In this case the image is black and white, but with RGB values you could extend the algorithm to do the same computation but add 3 values to the input vector for each pixel--one for each color. This should provide you with one input vector per image and a single input to each neuron. The vectors will then need to be normalized before running through the network.
Normally a single neuron takes as its input multiple real numbers and outputs a real number, which typically is calculated as applying the sigmoid function to the sum of the real numbers (scaled, and then plus or minus a constant offset).
If you want to put in, say, two RGB vectors (2 x 3 reals), you need to decide how you want to combine the values. If you add all the elements together and apply the sigmoid function, it is equivalent to getting in six reals "flat". On the other hand, if you process the R elements, then the G elements, and the B elements, all individually (e.g. sum or subtract the pairs), you have in practice three independent neurons.

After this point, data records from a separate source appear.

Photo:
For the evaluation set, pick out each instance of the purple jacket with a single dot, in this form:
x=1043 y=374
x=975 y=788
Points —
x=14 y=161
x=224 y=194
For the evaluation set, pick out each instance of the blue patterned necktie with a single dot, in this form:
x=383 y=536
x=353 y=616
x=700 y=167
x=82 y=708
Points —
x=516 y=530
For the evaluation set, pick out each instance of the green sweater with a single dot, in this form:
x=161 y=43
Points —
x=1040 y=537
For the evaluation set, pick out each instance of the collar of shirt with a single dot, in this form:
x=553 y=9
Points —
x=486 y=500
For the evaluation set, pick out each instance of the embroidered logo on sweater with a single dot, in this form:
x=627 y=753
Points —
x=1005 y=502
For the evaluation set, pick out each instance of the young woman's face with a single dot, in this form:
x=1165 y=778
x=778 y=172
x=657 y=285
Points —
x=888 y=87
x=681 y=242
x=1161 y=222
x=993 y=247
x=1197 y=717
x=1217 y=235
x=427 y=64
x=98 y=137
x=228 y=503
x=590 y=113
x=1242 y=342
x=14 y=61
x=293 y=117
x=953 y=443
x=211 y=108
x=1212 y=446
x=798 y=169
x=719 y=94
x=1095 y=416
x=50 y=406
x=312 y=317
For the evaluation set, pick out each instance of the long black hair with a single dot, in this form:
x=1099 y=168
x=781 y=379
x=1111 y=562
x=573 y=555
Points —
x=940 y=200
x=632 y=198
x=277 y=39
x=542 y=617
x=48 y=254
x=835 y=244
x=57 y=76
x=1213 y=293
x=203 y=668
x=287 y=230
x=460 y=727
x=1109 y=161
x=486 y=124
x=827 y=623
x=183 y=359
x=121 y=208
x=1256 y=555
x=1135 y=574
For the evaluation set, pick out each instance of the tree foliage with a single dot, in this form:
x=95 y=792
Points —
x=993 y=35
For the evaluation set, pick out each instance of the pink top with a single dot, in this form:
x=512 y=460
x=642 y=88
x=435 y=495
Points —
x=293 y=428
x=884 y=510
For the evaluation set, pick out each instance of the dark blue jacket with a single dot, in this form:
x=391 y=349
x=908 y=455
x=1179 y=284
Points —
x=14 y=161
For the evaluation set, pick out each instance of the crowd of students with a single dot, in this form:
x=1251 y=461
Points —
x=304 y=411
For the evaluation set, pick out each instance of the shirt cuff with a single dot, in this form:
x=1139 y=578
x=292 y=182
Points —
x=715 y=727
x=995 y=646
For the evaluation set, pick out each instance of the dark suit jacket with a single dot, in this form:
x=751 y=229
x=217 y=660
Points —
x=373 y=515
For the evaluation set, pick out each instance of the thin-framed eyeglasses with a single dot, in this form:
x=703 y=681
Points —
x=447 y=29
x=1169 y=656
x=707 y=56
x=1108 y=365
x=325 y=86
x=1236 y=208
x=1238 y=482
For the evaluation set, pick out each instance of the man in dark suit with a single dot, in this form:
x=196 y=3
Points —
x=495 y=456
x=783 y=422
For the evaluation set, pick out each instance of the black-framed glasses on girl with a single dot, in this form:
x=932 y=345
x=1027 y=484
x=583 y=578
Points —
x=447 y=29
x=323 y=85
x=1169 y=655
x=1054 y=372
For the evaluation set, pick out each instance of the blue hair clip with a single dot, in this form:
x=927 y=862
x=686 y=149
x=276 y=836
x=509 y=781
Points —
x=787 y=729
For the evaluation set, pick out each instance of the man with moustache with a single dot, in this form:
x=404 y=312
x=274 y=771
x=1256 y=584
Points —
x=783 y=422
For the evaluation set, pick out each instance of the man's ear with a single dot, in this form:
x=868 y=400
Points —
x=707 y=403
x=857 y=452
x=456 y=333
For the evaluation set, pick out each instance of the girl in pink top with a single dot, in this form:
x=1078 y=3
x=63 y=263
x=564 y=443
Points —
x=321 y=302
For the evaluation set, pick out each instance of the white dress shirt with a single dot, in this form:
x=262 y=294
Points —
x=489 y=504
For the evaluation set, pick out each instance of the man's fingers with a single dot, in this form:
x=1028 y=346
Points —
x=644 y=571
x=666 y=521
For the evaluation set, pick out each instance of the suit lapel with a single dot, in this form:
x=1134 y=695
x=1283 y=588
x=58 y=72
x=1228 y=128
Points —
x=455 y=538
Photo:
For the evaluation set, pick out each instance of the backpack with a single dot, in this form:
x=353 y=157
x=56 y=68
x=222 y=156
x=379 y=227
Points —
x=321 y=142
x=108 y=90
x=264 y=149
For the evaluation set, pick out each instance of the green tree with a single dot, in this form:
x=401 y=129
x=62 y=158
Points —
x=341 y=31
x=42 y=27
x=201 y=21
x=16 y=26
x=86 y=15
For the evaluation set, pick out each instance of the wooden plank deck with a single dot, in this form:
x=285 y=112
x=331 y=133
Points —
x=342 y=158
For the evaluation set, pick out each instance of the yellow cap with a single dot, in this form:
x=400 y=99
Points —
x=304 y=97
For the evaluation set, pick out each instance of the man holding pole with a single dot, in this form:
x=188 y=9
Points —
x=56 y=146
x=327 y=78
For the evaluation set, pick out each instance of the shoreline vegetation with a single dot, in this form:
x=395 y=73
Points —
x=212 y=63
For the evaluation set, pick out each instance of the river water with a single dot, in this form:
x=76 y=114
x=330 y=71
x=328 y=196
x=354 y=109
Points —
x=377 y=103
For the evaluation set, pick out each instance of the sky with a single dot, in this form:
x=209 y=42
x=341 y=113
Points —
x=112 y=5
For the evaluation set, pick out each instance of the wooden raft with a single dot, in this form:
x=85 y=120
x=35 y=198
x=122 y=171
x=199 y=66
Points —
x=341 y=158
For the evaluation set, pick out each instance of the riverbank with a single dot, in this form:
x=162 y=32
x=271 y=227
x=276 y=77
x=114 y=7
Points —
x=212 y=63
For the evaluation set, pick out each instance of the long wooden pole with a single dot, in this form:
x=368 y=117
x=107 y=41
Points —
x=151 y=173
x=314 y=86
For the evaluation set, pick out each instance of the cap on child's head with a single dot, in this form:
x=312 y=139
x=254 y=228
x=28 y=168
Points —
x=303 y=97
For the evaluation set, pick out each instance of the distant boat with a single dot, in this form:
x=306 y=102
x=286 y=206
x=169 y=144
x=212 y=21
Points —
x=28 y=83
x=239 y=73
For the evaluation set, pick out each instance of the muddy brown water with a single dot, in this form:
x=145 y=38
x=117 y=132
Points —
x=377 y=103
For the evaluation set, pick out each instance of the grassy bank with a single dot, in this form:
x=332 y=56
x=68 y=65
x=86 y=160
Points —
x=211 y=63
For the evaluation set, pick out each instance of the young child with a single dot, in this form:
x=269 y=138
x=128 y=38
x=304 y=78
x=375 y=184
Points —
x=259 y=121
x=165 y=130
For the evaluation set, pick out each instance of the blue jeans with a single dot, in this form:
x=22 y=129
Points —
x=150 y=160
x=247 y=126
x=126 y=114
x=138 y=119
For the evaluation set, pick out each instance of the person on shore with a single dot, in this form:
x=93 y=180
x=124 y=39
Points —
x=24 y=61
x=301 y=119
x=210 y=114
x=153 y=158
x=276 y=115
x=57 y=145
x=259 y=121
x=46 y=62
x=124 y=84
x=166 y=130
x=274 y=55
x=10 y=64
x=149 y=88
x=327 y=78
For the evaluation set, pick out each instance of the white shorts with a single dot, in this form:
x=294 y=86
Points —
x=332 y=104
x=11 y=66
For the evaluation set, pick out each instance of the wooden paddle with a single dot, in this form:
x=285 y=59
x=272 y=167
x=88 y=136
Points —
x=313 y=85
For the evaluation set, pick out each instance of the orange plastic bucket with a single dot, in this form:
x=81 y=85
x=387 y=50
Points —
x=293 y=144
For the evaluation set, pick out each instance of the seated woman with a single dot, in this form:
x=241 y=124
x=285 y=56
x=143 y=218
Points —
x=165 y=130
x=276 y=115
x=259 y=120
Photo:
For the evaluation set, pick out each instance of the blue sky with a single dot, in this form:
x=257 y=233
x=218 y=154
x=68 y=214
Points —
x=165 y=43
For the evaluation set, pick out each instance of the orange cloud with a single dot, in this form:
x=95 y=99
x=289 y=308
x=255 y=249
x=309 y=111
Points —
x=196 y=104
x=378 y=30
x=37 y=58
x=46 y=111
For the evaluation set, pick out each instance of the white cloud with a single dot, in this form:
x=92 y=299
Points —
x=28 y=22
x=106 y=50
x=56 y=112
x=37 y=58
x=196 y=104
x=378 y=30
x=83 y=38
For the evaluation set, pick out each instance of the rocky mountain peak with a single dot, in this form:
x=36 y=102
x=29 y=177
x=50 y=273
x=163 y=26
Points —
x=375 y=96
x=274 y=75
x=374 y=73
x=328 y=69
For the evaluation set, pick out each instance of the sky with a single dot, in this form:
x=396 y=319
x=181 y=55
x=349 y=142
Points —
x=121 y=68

So in short, no, a single neuron does not take in vector values.
Use light wavelength normalized to visible spectrum as the input.
There are some approximate equations on the net.
Search for RGB to wavelength conversion
or
use HSL color model and extract Hue component and possibly use Saturation and Lightness as well. Well...
It can be whatever you want, as long as you write your inner function accordingly.
The examples you mention use [0;1] as their domain, but you can use R, R², or whatever you want, as long as the function you use in your neurons is defined on this domain.
In your case, you can define your functions on R3 to allow for RGB values to be handled
A trivial example : use (x1, y1, z1),(x2,y2,z2)->(ax1+x2,by1+y2,cz1+z2) as your function to transform two colors into one, a b and c being your learning coefs, which you will determine during the learning phase.
Very detailed information (including the answer to your question) is available on Wikipedia.